Don’t expect huge walloping home theater sound out of the Roku. It doesn’t go all that loud, but least this means it doesn’t distort at maximum volume. It was still perfectly audible within the compact CNET AV room, though.
With the Oppo UDP-205 plugged in over HDMI and feeding into the soundbar over ARC, I found the dialog at the start Avatar’s Thanator chase scene to be admirably clear. There wasn’t as much of the jungle’s ambient buzzing, however, and neither was there any thump when the shell trees collapsed. There were glimpses of ambience on certain sounds but it wasn’t as involving when the action ramped up: I felt a lack of danger or dynamics as the Thanator was attacking.

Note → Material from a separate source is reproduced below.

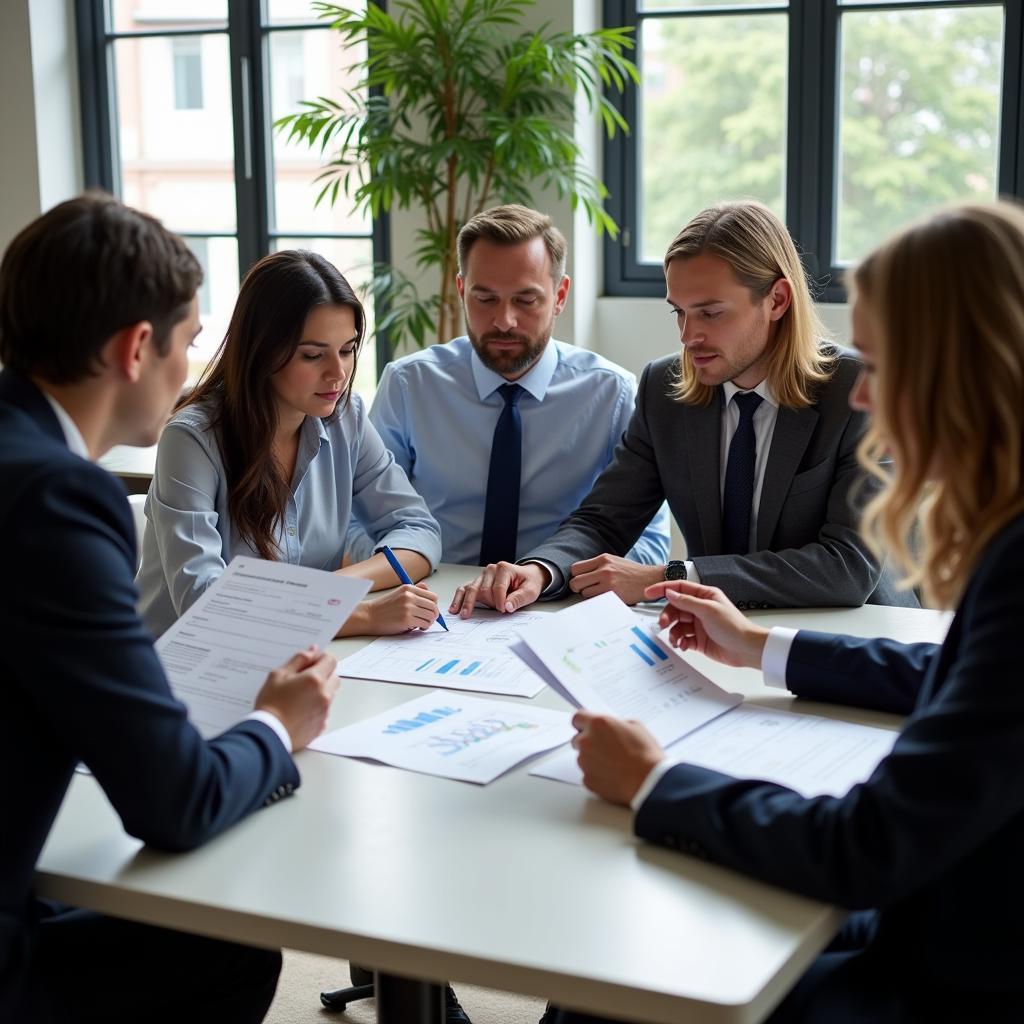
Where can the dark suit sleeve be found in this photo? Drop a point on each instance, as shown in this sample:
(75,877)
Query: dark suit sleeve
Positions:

The Yamaha’s dialog wasn’t as clear — Dr. Grace Augustine’s voice sounded a bit more chesty — but the jungle came to life: Bugs appeared from on high and the pachyderm thing that charges Jake reverberated around the room. It offered more of a thump with the shell trees resulting in more drama, more dynamic range and more bass.
I also compared the Roku to my favorite budget soundbar, the Vizio SB3621. It has the unfair advantage of a subwoofer and made its prowess with the content clear. The jungle came alive, as it had before with the Yamaha, and the Vizio’s sub made my chair move in a way the sub-less Roku simply couldn’t. I needed to add the Roku sub for better punch, but it makes the product twice the price. It’s worth considering the sub though, as it makes it an even better system.
Should you buy it?
What do you want a soundbar for? Is it to play from your existing sources? Get the Yamaha YAS-109. If you’re starting from scratch or just want to keep the number of devices to a minimum, however, the Roku is a fine choice.
As good as the Roku sounds, it’s outclassed for home theater by the Vizio SB3612, and so if you’re not fussed about the streamer aspect, or having HDMI, the Vizio is a cheaper, better option. While its streaming is redundant for people who already have a Roku or other streamer in their system, the smart soundbar brings a wealth of content and enjoyable sound quality to older TVs for not very much money.